Por otra parte, en pueblos regidos por sistemas de moral altamente estructurados han surgido grupos que concibieron la estrambótica idea de que la mejor manera de adorar a Dios era quitándose la ropa. Así pensaban los adamitas, miembros de una extraña secta cristiana que floreció en África del Norte durante los siglos II y III de nuestra era. Su credo central era que debían vivir en un estado de perfecta inocencia, tal como nuestro padre Adán (de quien la secta tomó su nombre) en el Edén, antes del pecado original. Para lograr este fin, consideraban importante rezar en traje de Adán (o Eva). Los adamitas repudiaban los tapujos, pero hay que decir que eran lógicamente consecuentes, pues el nombre que pusieron a su iglesia fue Paraíso. Condenaban el matrimonio diciendo que era una institución nacida del pecado, puesto que Adán no se unió con Eva sino hasta después de haber incurrido en la primera acción pecaminosa. Por tanto, preconizaban el amor libre. Además, en el jardín edénico, los primeros seres humanos creados por Dios no trabajaban. En consecuencia, no encontraríamos a ningún adamita sudando la gota gorda en labores extenuantes.

"Era yo un párvulo cuando, el 10 de octubre de 1942, la Diana Cazadora fue instalada en la entrada del bosque de Chapultepec, con la estridente protesta de la Liga de la Decencia".

Amor libre y No al trabajo. Supongo que estos dos preceptos no desagradaron a buena parte de la población. Tal vez por eso la secta siguió existiendo o revivió siglos después. En Europa, la encontramos en los siglos XIII a XVI con diversos nombres. En Holanda, los adamitas se llamaban Hijos del Espíritu Libre; en Bohemia, Taboritas. Pero, independientemente del nombre adoptado, seguían repudiando toda vestimenta y adorando al Creador en atuendo de neonato. Fácil es imaginar que semejante conducta no iba a sentar bien en la sociedad conservadora, ordenada y muy burguesa de los Países Bajos. Un grabado del siglo XVIII representa una tumultuosa escena en la cual las fuerzas del orden de la ciudad de Ámsterdam arrestan a un grupo de excitados adamitas que lucen sus adánicos atuendos.

De acuerdo con el gran erudito Pierre Bayle, los adamitas originales se desvestían sólo cuando se reunían para practicar ritos en sus templos.1 Se desnudaban al llegar y se vestían al partir; hombres y mujeres, ministros y personas laicas: todos seguían este proceder y decían hacerlo sin vergüenza porque vivían en la inocencia paradisiaca de nuestros primeros padres.

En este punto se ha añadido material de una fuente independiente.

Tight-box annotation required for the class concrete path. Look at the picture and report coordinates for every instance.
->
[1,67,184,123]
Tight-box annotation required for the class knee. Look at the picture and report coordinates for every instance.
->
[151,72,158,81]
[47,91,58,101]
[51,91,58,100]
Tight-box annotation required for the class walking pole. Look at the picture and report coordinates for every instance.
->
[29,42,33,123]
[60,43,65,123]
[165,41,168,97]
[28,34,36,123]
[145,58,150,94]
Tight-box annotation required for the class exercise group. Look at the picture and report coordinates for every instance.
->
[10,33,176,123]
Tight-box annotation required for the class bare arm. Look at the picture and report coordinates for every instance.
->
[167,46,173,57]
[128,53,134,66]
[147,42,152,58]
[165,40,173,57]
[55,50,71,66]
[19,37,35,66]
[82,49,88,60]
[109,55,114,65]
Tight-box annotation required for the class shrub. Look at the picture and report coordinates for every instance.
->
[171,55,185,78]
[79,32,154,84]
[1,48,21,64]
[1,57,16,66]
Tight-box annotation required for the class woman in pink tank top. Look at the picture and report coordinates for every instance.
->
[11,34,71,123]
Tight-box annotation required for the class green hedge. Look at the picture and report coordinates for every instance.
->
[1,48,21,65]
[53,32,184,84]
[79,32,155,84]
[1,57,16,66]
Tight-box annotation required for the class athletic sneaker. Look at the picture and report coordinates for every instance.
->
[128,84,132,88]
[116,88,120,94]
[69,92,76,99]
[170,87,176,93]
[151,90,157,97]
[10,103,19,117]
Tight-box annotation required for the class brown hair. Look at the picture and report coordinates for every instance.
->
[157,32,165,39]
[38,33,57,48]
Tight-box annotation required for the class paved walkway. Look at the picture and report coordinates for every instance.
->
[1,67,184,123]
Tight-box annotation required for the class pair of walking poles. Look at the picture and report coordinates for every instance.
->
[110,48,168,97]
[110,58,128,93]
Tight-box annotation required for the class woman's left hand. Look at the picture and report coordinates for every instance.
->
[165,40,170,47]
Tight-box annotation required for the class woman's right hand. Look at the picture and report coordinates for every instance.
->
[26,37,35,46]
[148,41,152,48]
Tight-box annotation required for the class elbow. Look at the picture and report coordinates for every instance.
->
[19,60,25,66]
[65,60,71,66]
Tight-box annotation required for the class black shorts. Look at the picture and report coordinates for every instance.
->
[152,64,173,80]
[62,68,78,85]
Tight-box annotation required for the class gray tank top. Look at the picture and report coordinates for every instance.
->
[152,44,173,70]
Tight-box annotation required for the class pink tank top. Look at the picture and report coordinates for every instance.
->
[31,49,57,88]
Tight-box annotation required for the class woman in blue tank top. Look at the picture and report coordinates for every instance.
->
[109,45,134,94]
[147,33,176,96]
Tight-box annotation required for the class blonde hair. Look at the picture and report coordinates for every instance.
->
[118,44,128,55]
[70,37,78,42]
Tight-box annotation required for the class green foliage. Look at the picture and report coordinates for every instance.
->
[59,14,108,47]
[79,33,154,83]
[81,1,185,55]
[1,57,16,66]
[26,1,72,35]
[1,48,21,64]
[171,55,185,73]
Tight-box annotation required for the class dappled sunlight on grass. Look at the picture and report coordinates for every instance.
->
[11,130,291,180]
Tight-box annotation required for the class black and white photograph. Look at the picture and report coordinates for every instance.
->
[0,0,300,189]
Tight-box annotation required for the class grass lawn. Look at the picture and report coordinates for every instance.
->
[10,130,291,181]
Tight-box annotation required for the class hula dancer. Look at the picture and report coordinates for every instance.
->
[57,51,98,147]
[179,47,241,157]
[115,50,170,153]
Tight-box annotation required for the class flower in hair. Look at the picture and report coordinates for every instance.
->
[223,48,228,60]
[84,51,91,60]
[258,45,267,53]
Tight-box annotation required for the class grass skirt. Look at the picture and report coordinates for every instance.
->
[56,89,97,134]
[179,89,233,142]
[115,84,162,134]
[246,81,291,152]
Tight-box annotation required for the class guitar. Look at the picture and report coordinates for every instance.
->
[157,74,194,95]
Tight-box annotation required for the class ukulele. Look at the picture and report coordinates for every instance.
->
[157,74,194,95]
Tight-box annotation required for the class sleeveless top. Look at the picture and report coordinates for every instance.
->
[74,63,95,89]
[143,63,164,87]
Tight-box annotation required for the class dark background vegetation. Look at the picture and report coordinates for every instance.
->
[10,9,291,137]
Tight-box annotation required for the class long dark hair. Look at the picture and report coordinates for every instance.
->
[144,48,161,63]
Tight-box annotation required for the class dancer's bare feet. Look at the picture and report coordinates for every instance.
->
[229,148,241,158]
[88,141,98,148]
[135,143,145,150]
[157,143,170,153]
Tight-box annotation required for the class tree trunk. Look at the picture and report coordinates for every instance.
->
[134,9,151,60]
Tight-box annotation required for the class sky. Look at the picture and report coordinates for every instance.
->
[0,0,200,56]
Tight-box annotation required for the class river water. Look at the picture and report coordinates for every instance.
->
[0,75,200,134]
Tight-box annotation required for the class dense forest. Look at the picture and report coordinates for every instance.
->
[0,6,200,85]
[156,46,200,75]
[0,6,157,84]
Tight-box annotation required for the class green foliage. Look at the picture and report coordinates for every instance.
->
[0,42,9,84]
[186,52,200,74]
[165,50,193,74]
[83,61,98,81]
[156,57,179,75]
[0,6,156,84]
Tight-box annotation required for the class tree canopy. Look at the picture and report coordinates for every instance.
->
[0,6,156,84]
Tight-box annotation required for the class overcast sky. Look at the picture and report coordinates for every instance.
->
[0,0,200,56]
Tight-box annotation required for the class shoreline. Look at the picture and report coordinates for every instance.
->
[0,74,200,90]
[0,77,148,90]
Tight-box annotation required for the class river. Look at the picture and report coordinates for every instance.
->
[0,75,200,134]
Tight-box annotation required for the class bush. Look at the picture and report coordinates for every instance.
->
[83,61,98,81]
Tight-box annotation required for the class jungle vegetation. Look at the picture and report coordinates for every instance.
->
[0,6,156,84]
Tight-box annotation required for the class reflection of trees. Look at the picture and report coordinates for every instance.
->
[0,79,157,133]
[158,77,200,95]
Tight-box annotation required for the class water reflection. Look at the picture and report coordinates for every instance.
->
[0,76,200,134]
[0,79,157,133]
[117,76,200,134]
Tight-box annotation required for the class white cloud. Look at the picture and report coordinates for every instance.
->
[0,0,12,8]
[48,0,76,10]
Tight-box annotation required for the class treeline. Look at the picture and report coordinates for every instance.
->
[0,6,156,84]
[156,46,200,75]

Es cierto que sus reglas eran bastante rigurosas: excomunicaban a quienes cometían una falta, como la fornicación y el adulterio. Bayle, aunque los califica de “secta ridícula”, los defiende de las falsas acusaciones proferidas contra ellos por San Epifanio y Clemente de Alejandría, quienes llamaron burde-les a sus iglesias y orgías a sus reuniones. Bayle escribió que, de no ser por la documentación irrefutable, jamás hubiera creído que los adamitas aparecieron en Ámsterdam en 1535, los cuales, “aunque de las mejores familias”, corrían por las calles tal como salieron del vientre de sus madres. “Y entre ellos había fanáticos que treparon a los árboles, donde en vano esperaron que les cayera pan del cielo, hasta que ellos mismos cayeron medio-muertos al suelo”.2

Para Voltaire, irónico como siempre, “es posible que algunos energúmenos hayan creído que es mejor presentarse a Dios en el mismo estado en que nos formó, que no en el disfraz inventado por el hombre”. Y en cuanto a los efectos negativos de la desnudez —es decir, la estimulación excesiva del deseo sexual y el consiguiente resquebrajamiento de la moral—, Voltaire tiene esta ácida observación: “Son tan pocas las gentes [físicamente] bien formadas, tanto entre hombres como entre mujeres, que pudiera ser que la desnudez más bien inspire la castidad, o hasta el disgusto, en vez de aumentar el deseo”.

A pesar de los muchos cambios que han ocurrido en las costumbres, de vuelcos y sacudidas desconcertantes en los hábitos sociales, de movimientos colectivos tan radicales como la llamada revolución sexual de la década de 1960, sigue habiendo una importante opinión conservadora (no es justo llamarla mojigatería) que aún considera que el cuerpo desnudo, sobre todo de la mujer joven en edad reproductora, es un objeto peligroso, capaz de desencadenar fuerzas nefandas, potencialmente destructoras del individuo y la sociedad. El cuerpo desnudo, dicen, debe manejarse con precaución extrema, como la dinamita o la nitroglicerina, porque una torpeza en su manipulación puede hacerlo estallar. Y esta advertencia la hacen extensiva a las obras de arte.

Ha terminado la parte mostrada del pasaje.